I have been a model railroader for as long as I can remember. My father and I build the first Lionel layout in our basement when I was around 10. Later Santa Claus gave me an American Flyer set which had two rails instead of three and that made more sense to me because real trains didn't have three rails. I was around 13 or 14 I guess. A few years later I got a small HO train set because my cousin was into HO. Well I set up the HO layout on the rug and it won't stay on the track. (I wonder why!) I decided to give up on HO and traded it to a kid up the street for an old Lionel Standard Gauge set. Quite a trade when you consider the value of Lionel Standard gauge today. By the way I still have both Lionel sets and the American Flyer. Then I discovered girls and that was the end of trains until after I was married. I purchased a small HO brass traction engine. It was basically junk, but my interest was sparked again.
The year after we were married we had the occasion to visit Chicago. We drove all day and stayed in South Bend, Indiana for the night. The next morning we got up and had breakfast. On the way out of town to the Interstate I saw a trolley wire above this street. I pulled the VW bus onto the street and found a parking space, picked up my trusty old Super 8 camera and got out of the car just as a South Shore orange car pulled out of the yards and headed up the street. It paused at the red light then as the light turned green it proceeded on up the street headed for Chicago. I didn't know what I had seen and photographed, but I did know that I liked it a lot. Thus began my love of anything powered by overhead wire or third rail.
During my childhood I used to visit my aunt and uncle in Baltimore, Maryland. My parents would either take me to the B & O station in Silver Spring, Maryland and I would ride into Washington Union Station or they would take me to the station directly. There I would board a train headed up by a Pensy GG-1 and ride to Baltimore's Penn Station or if I couldn't get my way I would continue on the B & O behind steam into Camden station. I preferred to ride the Pensy. Once in Baltimore my aunt would meet me and we would take the number 26 trolley through Baltimore, Highlandtown, Dundalk, across the famous Bear Creek trestle into Sparrows Point to D street. They lived on E street there.

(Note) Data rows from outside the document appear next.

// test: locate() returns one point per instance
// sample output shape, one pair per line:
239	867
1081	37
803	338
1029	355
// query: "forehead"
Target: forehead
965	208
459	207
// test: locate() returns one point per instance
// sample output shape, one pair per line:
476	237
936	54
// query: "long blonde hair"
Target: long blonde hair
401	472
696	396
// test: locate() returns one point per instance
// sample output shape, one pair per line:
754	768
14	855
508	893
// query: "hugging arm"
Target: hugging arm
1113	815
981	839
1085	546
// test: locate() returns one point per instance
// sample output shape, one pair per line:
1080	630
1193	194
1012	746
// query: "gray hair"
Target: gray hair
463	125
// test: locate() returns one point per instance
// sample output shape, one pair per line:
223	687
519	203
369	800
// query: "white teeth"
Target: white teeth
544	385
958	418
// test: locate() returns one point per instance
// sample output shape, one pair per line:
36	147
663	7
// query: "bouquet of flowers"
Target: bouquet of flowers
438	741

Later, I discovered narrow gauge in the person of the East Broad Top railroad and this was the layout design that was shown on the drawing. HOWEVER, I have come to my senses and gone back to my original love, the Chicago Area Traction, and that may be the railroad I will be modeling. The drawing has been corrected very roughly to reflect this change. Hopefully I will soon have the time to begin that process and in addition produce and publish to the web information and drawing(s) about the these railroads as they will exist in my basement.